April 1928 auf der Rüsselsheimer Opel-Rennbahn das
Raketenzeitalter mit der ersten öffentlichen Fahrt des
RAK 1. Um 16.30 Uhr hebt Opel-Ingenieur und Rennfahrer
Kurt C. Volkhart den Arm als Zeichen zum Start, die
ersten von zwölf Raketen in seinem Rücken zünden, unter
lautem Heulen verschwindet der Raketen-Wagen RAK 1 im
Rauch. Nach nur acht Sekunden erreicht der RAK 1 Tempo
100, die Fahrt wird zum Triumph einer neuen Technologie,
die es letztendlich möglich macht, den Weltraum zu
erobern.
„Der Vorstoß in den Weltenraum“
Die Eroberung des Orbits beginnt im Jahr 1927. Der
Südtiroler Astronom, Testpilot und Publizist Max Valier,
Verfasser des Werks „Der Vorstoß in den Weltenraum“,
sucht bei Fritz von Opel Unterstützung für seine
Forschung an einem „Raketen-Motor“. Der Enkel des
Firmengründers Adam Opel, selbst Rennfahrer und Flieger,
erkennt die Möglichkeiten der Raketen-Technik und die
Werbewirkung für die Marke Opel. Fortan wird in
Rüsselsheim an der neuartigen Technologie geforscht, auf
einem eigens konstruierten Prüfstand die Schubkraft
unterschiedlicher Raketen-Typen gemessen. Die
hochmodernen Feststoff-Raketen liefert der Ingenieur und
Raketenkonstrukteur Friedrich Wilhelm Sander aus
Wesermünde bei Bremerhaven.
Am 12. März 1928 beginnen unter strengster Geheimhaltung
die ersten Testfahrten auf der Opel-Rennbahn. Als
Versuchsträger dient ein Opel 4/12 PS „Laubfrosch“. Aus
Sicherheitsgründen treiben das Fahrzeug zuerst nur zwei
Raketen an: eine „Seelenrakete“ für den Start sowie ein
„Dauerbrander“ für anhaltenden Schub. Am Steuer sitzt
der Opel-Ingenieur und Rennfahrer Kurt C. Volkhart. Die
Fahrt endet nach 35 Sekunden, in denen lediglich 150
Meter zurückgelegt werden. Weitere Testläufe mit
stärkeren Raketen führen schnell zu den erhofften
Resultaten. Einen Monat später ist alles bereit für die
ersten öffentlichen Demonstrationsfahrten.

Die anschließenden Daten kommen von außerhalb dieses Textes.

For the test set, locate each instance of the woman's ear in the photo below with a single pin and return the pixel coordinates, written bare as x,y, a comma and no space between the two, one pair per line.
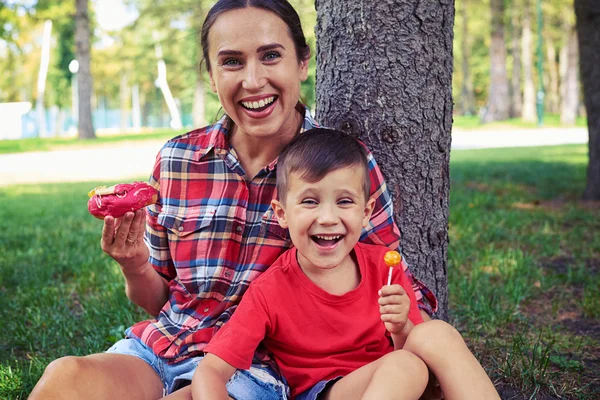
279,213
368,211
213,87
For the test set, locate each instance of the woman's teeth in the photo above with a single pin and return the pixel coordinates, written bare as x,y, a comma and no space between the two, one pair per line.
253,105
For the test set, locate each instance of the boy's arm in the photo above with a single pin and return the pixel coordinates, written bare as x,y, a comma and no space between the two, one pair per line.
210,378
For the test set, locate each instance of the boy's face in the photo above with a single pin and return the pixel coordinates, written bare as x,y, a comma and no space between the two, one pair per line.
325,218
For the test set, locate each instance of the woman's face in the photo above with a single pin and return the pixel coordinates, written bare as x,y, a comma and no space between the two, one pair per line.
255,72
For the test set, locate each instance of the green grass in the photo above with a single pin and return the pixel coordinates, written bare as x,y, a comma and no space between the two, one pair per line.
474,122
48,144
523,272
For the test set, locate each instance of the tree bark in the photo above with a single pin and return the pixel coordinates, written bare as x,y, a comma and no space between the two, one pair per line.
587,13
498,98
84,76
384,74
529,112
569,87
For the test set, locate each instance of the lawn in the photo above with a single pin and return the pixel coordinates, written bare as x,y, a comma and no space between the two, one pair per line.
523,269
49,144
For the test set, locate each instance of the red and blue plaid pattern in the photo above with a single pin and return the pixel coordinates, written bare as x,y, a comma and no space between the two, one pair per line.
213,232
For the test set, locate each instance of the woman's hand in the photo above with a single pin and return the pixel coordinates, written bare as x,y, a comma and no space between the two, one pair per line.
122,239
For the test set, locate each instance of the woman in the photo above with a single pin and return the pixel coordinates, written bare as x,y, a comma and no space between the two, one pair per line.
212,231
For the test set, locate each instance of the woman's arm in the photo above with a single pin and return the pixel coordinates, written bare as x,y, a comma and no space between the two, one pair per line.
122,240
210,379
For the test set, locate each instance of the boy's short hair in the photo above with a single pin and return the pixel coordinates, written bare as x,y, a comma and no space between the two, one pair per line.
317,152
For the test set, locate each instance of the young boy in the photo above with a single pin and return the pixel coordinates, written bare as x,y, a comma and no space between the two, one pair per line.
324,309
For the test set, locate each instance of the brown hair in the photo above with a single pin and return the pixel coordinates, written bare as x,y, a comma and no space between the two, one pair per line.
317,152
281,8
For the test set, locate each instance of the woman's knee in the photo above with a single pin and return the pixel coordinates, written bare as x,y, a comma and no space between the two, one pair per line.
432,337
60,375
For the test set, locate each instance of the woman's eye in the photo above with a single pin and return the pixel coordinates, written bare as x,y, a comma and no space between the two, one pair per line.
271,55
230,62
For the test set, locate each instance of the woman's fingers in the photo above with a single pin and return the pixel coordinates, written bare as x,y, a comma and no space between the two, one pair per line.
123,231
108,233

„Raketenantrieb – ein erfolgreicher Versuch der
Opel-Werke“
Für den 11. April 1928 kündigt das Unternehmen die
Premiere des Raketenwagens auf der hauseigenen Opel-Bahn
an. Das 1920 eingeweihte Beton-Oval bei Rüsselsheim ist
die erste permanente Versuchs- und Rennstrecke
Deutschlands. Der RAK 1 getaufte Raketenwagen verfügt
über eine aerodynamische Kühler-Attrappe, im Motorraum
befindet sich lediglich die speziell für die Fahrten mit
Raketenantrieb entwickelte, elektrische Zündanlage.
Durch wiederholtes Durchtreten eines Fußpedals zündet
Pilot Kurt C. Volkhart paarweise die zwölf Raketen, die
sich in einem Stahlkasten am Heck des RAK 1 befinden.

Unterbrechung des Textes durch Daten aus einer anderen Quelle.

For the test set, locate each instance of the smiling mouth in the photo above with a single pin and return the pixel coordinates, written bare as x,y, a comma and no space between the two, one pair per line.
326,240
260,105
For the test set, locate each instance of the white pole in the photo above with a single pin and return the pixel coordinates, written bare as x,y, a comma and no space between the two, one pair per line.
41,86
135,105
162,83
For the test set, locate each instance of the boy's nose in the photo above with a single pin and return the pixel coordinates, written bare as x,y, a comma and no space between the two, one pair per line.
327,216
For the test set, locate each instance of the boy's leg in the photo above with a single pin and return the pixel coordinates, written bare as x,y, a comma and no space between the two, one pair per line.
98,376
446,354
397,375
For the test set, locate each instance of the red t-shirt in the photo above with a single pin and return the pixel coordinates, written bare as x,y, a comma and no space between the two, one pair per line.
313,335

Die Ladung, so wurde nach vielen Versuchen und
Messreihen ermittelt, soll für eine vollständige
Umrundung des 1,5 Kilometer langen Ovalkurses reichen.

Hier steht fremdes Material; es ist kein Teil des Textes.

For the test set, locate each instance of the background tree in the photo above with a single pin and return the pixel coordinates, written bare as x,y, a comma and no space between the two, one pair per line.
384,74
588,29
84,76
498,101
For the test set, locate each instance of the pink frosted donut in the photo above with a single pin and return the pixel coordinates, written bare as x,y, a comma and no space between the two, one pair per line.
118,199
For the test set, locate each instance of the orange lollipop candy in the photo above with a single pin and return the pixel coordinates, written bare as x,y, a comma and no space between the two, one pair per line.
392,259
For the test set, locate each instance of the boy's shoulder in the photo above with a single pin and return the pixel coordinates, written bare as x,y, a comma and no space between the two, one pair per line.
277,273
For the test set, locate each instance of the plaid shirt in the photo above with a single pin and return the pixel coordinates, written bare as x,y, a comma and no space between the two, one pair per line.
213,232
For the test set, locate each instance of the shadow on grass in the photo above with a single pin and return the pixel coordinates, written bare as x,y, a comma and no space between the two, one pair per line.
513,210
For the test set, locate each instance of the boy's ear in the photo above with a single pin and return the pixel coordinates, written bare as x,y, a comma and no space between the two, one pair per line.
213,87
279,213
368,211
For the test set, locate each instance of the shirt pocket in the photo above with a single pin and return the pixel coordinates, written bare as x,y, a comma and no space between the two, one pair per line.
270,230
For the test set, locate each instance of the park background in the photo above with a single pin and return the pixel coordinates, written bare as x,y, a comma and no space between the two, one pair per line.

Zwei von Volkhart konstruierte, seitlich angebrachte
Flügel sorgen für Anpressdruck auf der Vorderachse. Ein
Entfernen der Motorhaube überzeugt die geladenen Gäste
von der „Motorlosigkeit“ des Fahrzeugs und der
Ernsthaftigkeit des Unternehmens.
Um 16.30 Uhr ist es soweit. Kurt C. Volkhart hebt den
Arm als Zeichen zum Start, die ersten von zwölf Raketen
in seinem Rücken zünden. Unter lautem Heulen
verschwindet der Raketenwagen RAK 1 in einer Rauchwolke.
Nach nur acht Sekunden erreicht der RAK 1 Tempo 100,
dann rollt das Fahrzeug aus. Nur drei Raketenpaare und
eine einzelne Rakete haben gezündet, die Zündkabel der
anderen fünf Raketen sind durchgebrannt. Trotzdem: die
Fahrt wird zum Triumph einer neuen Technologie, die
Zeitungs-Berichte sind getragen von Euphorie. Vom
„betriebssicheren Amerikaflug“ und „dessen
Weiterentwicklung zum Weltenraumschiff“ ist die Rede.
„Raketenantrieb – ein erfolgreicher Versuch der
Opel-Werke“, lautet ein Titel. Das Unternehmen ist in
aller Munde, Fritz von Opel kündigt weitere Forschungen
mit dem Ziel der bemannten Raumfahrt an und lässt Taten
folgen.
Am 23. Mai 1928 startet Fritz von Opel vor 3.000
geladenen Gästen aus Politik, Film und Wissenschaft zur
Rekordfahrt. Mit 230 km/h fliegt das schwarz lackierte
Experimental-Fahrzeug RAK 2 über die Berliner AVUS. Mit
jedem Tritt aufs Gaspedal zündet Fritz von Opel die
nächste Stufe des Antriebs, 24 Pulverraketen mit
insgesamt 120 Kilogramm Sprengstoff katapultieren das
Fahrzeug auf 238 km/h. Fritz von Opel ist ein Held und
will nun Schiene und Luftraum erobern.
256 km/h erreicht am 23. Juni 1928 der unbemannte RAK 3
auf einem gesperrten Eisenbahngleisstück bei Burgwedel
(Hannover) - neuer Weltrekord für Schienenfahrzeuge.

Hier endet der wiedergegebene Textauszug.